Aún faltan horas para amanecer y
sobre la noble villa las alturas arrojan hielo que cubre de blanco tejados y
terrazas. Desde las vecinas montañas los vientos descienden fríos y se lanzan a
dominar los páramos, se acaba el año y sobre Campoo se desploman las
temperaturas. Hace siglos que el pueblo prefirió trasladarse al llano y
simplemente inclinarse para beber de las aguas de su río. El Pisuerga todavía
es joven impúber al pasar por Aguilar, juega por sus alrededores endulzando con
su ribera el ocio de los ciudadanos, y después se aleja contento y saltarín a
rasgar mansamente la meseta hasta entregarse en manos del Duero, allá por
Simancas, pasado Valladolid.
Abandonado quedó el férreo
castillo ruinoso que antes vigilaba estrechamente la vida del lugar y que es
ahora altivo estandarte que desde lejos señala al viajero que entra en tierras
cargadas de historia y leyenda. Todavía si el transeúnte no es impaciente y
escucha con atención se oyen voces que demandan el santo y seña o que preguntan
cuánto falta para el cambio de guardia. Quizá todavía se pueda oír el recio
martillear de los canteros medievales que han dejado sus marcas en los sillares
de Santa Cecilia, algo más abajo, sobre la ladera. Mientras sus capiteles enseñan
con milenaria didáctica ingenua escenas de las Sagradas Escrituras, su torre se
inclina arriesgadamente sobre el pueblo para contemplar el ajetreo industrial
de una villa volcada en su futuro industrial.
El aire de vainilla que cubre
toda la ciudad llega también a Santa María, envuelta en legendarios mitos y
sacras leyendas; por su claustro aún deambulan monjes premostratenses que desafían
al duro invierno de la montaña y permanecen ajenos al devenir comercial y
fabril del nuevo Aguilar.

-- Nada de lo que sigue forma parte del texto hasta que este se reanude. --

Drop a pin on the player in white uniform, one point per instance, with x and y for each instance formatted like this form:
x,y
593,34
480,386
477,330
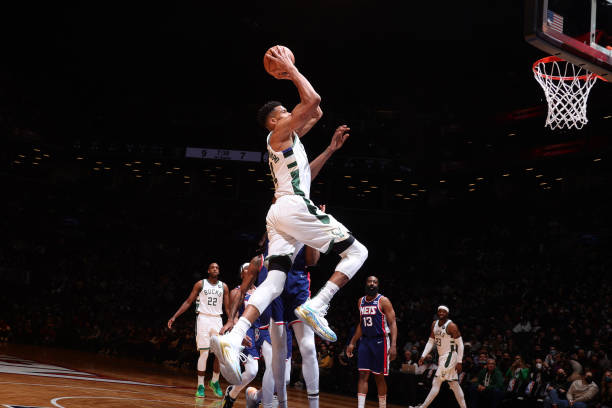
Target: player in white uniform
x,y
445,334
212,296
293,220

Más allá, en el centro, los soportales, acogedora
sombra en verano y protector paraguas en invierno, amparan la modernidad de la
villa sin olvidar las tradiciones castellanas de Campoo. Bajo ellos trascurre
la vida de la plaza mayor; comercio, turismo e industria se reúnen en ella
todas las mañanas para celebrar un aquelarre de modernidad y progreso y pactar
el desarrollo y el futuro de sus habitantes. Comerciantes y clientes, abogados
y representantes, clérigos y artesanos, patronos y obreros son la sangre que
vitaliza la villa que haciendo burla a la crisis se ha convertido en el segundo
núcleo urbano de Palencia, que sin renunciar a su esencia histórica
castellana mira cara a cara al futuro.